À cet égard, la préface des traducteurs en français du Mini DSM-IV (1996) est sans ambiguïté: «il n'y a pas (affirme le DSM-IV) de distinction fondamentale à établir entre troubles mentaux et affections médicales générales» — il s'agit de créer «une véritable nosographie psychiatrique» en rapatriant les psychiatres au sein d'un modèle classiquement et exclusivement médical. En affirmant ceci, les préfaciers laissent entendre qu'avant la mise en chantier du DSM (d'après 1968) il n'existait aucune nosographie psychiatrique digne de ce nom. Il s'agit d'un procédé ancien, d'une efficacité redoutable, où celui qui veut noyer son chien commence par l'accuser de la rage, sans préciser néanmoins par quoi il va remplacer le chien.
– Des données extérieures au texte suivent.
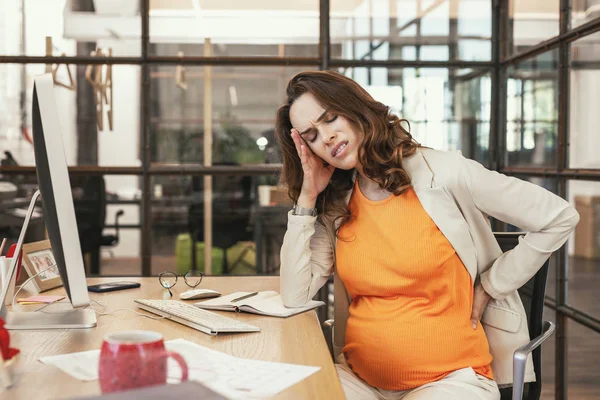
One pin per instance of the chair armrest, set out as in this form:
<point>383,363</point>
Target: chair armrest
<point>520,359</point>
<point>328,332</point>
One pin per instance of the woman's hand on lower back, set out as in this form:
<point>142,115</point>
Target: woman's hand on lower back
<point>317,173</point>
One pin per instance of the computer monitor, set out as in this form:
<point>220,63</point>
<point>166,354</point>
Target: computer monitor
<point>59,215</point>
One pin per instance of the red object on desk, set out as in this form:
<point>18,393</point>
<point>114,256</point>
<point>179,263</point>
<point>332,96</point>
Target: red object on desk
<point>10,253</point>
<point>5,349</point>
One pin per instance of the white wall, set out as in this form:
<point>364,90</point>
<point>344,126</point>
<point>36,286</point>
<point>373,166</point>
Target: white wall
<point>584,135</point>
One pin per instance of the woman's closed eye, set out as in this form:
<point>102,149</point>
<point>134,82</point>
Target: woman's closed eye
<point>310,136</point>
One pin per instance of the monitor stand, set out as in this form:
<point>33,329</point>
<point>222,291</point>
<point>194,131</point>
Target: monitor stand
<point>46,319</point>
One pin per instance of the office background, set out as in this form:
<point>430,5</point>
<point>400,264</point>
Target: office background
<point>513,84</point>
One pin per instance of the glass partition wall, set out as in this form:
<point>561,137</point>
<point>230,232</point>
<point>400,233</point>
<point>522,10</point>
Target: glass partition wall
<point>168,111</point>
Tentons d'examiner sommairement ce qui reste dans la niche. Les concepteurs du DSM III entament, à leurs dires, une croisade pour la fiabilité du diagnostic psychiatrique. Si l'on veut entreprendre la moindre recherche, la moindre statistique dans la discipline, il importe de pouvoir comparer des éléments qui soient réellement comparables. Il s'agit, autrement dit, que 100 psychiatres confrontés à un même schizophrène puissent émettre sans hésiter le même diagnostic de schizophrénie. Il faut, pour ce faire, suspendre toute spéculation étiologique et décider de n'appeler schizophrénie qu'un «trouble» (disorder, en anglais) présentant un nombre donné de signes objectifs faisant consensus parmi les praticiens. Assez souvent, le DSM propose 8 signes cliniques (persistant depuis au moins 6 mois): si le patient arrive au score de 4 pour un trouble donné, il a droit au code d'identification numérique de ce trouble. Il recourt aussi à une classification «multiaxiale» (troubles mentaux, physiques, de la personnalité, du développement; facteurs de stress; niveau d'adaptation) sensée affiner le pronostic. Mais en réalité, et bien que ce fut son principal argument de vente, le DSM s'est avéré de peu d'utilité pour la recherche. Outre le flou de nombre de ses critères supposément objectifs, il est difficile d'employer à des fins statistiques un système de classification générale des troubles mentaux qui change  sa donne 4 fois en 20 ans (1980-2000).